At the core of the project, BIG's adaptive reuse of the former power plant repositions fossil fuel infrastructure as social infrastructure, engineered to withstand a 100-year flood event. The Turbine Hall is envisioned as a flexible civic gathering space with mezzanine levels and exhibition areas, while the Administrative Building will accommodate a café, restaurant, and event support spaces overlooking the central lawn. A new pavilion at the base of the smokestack will support a community pool and public beach with locker rooms and shaded seating, and the Boiler Building is reserved for future educational and research programming. Original machinery will be preserved throughout the complex as part of an interpretive strategy acknowledging the site's industrial legacy, and lighting across both the building and landscape has been reduced in response to concerns about light pollution.


Conceived as a phased transformation, the project integrates environmental remediation, coastal restoration, and adaptive reuse within a long-term implementation framework.
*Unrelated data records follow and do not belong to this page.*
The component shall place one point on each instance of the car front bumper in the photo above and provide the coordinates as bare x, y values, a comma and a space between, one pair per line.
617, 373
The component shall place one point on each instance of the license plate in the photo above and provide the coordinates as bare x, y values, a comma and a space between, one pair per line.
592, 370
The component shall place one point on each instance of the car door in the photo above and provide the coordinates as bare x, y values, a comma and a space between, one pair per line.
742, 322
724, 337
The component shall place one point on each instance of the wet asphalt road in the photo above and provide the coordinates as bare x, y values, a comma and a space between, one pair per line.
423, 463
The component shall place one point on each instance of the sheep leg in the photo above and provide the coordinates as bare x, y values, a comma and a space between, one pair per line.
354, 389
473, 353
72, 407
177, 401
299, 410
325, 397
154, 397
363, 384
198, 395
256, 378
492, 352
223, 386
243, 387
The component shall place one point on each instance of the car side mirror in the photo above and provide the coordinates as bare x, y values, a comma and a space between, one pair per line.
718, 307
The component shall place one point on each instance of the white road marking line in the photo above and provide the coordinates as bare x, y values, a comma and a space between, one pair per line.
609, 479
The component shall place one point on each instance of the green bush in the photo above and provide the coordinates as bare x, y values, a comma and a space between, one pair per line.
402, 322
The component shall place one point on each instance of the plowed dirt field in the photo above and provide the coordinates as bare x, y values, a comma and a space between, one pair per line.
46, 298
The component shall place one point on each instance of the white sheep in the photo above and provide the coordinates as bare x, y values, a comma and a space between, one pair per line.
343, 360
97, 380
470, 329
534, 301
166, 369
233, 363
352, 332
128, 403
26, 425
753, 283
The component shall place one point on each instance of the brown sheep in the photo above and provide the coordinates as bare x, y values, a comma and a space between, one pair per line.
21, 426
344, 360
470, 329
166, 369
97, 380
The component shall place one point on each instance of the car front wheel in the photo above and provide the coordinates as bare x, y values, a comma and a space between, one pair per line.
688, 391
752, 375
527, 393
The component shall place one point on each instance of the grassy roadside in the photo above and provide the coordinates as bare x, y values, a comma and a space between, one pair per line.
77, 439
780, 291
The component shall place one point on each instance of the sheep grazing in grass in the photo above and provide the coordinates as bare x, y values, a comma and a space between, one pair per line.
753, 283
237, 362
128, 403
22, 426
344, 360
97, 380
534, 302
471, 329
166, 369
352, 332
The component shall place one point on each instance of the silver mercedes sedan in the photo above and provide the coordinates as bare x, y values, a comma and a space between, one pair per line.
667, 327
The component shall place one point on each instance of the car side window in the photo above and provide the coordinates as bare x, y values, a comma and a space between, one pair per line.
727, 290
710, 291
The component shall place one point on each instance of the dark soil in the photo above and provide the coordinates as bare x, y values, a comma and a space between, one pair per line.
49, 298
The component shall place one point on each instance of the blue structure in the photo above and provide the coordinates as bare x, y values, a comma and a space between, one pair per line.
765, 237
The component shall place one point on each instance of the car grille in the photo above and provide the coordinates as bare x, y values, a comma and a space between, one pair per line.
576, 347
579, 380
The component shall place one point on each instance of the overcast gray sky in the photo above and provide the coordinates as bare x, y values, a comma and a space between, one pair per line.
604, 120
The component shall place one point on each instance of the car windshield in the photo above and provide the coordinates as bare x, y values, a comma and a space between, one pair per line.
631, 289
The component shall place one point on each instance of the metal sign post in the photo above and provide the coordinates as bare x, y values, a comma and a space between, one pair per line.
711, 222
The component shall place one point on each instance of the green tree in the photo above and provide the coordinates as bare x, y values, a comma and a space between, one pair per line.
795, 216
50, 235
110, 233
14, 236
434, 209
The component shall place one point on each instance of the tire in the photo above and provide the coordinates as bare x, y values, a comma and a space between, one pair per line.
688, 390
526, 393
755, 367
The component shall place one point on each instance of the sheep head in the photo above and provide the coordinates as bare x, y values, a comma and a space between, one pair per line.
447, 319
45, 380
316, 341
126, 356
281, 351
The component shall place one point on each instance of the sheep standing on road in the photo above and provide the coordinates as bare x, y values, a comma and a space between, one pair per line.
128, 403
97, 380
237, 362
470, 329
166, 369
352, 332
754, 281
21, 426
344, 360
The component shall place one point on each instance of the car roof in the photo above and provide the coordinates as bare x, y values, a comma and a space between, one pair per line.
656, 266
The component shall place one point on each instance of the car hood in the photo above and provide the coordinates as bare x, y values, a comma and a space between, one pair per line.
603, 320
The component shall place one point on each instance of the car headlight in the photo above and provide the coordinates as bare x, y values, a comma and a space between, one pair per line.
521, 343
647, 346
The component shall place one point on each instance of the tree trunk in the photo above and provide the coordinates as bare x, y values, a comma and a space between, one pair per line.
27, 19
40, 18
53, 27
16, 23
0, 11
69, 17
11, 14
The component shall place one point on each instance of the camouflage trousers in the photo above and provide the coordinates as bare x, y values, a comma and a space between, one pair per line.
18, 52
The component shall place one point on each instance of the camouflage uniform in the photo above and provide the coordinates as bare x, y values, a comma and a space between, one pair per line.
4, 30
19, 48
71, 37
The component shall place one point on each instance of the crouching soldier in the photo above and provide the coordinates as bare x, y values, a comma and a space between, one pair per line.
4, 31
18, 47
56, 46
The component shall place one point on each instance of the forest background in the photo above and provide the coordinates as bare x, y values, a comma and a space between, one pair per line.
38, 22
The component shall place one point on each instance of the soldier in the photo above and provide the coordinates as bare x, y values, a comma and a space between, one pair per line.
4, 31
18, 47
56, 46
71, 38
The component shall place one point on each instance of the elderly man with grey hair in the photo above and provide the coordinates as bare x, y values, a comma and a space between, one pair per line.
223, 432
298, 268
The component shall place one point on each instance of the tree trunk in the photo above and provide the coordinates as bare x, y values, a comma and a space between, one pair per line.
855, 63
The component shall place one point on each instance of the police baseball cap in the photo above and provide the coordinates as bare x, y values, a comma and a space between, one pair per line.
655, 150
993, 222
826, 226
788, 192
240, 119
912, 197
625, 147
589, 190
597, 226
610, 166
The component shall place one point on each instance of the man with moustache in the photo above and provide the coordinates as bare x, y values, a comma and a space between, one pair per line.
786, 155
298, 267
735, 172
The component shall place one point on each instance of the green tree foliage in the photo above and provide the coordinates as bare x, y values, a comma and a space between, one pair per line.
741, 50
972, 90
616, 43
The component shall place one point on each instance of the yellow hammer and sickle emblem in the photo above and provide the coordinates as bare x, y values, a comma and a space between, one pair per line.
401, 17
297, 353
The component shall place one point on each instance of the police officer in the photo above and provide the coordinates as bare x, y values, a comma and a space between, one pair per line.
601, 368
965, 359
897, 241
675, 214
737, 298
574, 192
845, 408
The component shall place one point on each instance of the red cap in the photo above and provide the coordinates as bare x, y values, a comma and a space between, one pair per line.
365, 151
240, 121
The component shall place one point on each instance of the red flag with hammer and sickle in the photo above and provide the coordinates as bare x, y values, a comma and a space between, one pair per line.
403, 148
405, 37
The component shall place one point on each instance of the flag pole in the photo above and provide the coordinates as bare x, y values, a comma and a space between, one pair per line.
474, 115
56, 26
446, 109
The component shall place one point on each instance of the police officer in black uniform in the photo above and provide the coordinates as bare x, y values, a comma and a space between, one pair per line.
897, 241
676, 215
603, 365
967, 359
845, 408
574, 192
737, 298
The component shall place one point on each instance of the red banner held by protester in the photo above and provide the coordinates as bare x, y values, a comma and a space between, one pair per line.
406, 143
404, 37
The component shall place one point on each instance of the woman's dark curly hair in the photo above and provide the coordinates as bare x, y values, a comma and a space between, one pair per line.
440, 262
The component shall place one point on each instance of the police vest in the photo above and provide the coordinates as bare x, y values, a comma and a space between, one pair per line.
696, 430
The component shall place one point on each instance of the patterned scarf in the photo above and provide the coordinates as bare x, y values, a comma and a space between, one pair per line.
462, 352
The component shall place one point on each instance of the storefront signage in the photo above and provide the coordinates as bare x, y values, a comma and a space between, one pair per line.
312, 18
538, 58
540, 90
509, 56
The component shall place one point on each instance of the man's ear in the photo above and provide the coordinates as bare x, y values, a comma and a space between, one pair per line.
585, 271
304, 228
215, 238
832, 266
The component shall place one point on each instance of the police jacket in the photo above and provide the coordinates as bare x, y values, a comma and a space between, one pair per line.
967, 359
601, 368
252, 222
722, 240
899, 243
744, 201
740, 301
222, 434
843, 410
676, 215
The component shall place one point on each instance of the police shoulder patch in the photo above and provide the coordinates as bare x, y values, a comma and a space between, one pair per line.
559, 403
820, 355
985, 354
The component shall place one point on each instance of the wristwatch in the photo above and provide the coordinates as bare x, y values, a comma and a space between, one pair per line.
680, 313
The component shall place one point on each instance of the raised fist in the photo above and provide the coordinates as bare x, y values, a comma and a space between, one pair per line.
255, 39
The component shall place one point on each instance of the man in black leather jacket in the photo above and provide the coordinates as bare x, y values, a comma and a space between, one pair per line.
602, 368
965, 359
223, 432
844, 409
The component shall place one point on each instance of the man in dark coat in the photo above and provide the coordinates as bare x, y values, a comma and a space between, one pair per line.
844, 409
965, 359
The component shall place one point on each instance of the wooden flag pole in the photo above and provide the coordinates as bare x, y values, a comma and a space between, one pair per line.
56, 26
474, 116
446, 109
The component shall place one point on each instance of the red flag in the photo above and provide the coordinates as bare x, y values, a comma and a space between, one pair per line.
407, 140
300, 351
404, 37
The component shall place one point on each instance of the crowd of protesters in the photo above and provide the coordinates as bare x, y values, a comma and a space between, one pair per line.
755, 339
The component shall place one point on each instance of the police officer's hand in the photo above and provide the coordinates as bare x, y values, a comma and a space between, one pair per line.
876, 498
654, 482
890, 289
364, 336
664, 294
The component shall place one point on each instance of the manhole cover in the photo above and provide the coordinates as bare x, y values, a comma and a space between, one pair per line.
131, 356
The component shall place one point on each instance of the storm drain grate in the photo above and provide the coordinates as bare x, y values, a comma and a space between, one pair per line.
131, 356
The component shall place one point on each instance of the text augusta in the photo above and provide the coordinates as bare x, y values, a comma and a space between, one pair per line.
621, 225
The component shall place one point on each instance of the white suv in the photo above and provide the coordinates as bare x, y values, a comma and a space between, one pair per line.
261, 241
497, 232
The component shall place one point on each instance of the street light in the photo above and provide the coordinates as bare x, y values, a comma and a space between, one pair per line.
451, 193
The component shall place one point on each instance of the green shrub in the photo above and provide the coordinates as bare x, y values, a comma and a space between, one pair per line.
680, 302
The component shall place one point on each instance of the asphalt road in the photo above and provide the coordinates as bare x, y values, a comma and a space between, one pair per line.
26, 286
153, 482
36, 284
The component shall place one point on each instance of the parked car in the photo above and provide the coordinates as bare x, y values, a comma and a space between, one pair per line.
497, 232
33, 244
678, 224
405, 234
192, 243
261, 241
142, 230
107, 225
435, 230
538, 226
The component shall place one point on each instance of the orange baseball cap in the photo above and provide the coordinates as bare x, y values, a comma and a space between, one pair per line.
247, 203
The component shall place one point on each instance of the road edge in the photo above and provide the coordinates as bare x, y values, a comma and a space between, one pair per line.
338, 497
Early works focus on soil cleanup, habitat restoration, and resilient infrastructure, enabling incremental public access as construction progresses. As additional phases are completed through the next decade, new landscapes, shoreline amenities, and interior civic spaces will be brought online, gradually redefining the former industrial peninsula as an accessible and ecologically restored public waterfront.

Recent adaptive reuse projects continue to reposition former industrial sites as cultural and civic anchors. In London, the ongoing redevelopment of Battersea Power Station has entered a new phase, with Studio Egret West appointed to evolve the masterplan initially led by Rafael Viñoly. In Berlin, Peter Grundmann Architekten received the DAM Preis for transforming a former freight warehouse into the ZK/U Center for Art and Urbanistics, while in Los Angeles, WEISS/MANFREDI has released updated plans for the redesign of La Brea Tar Pits.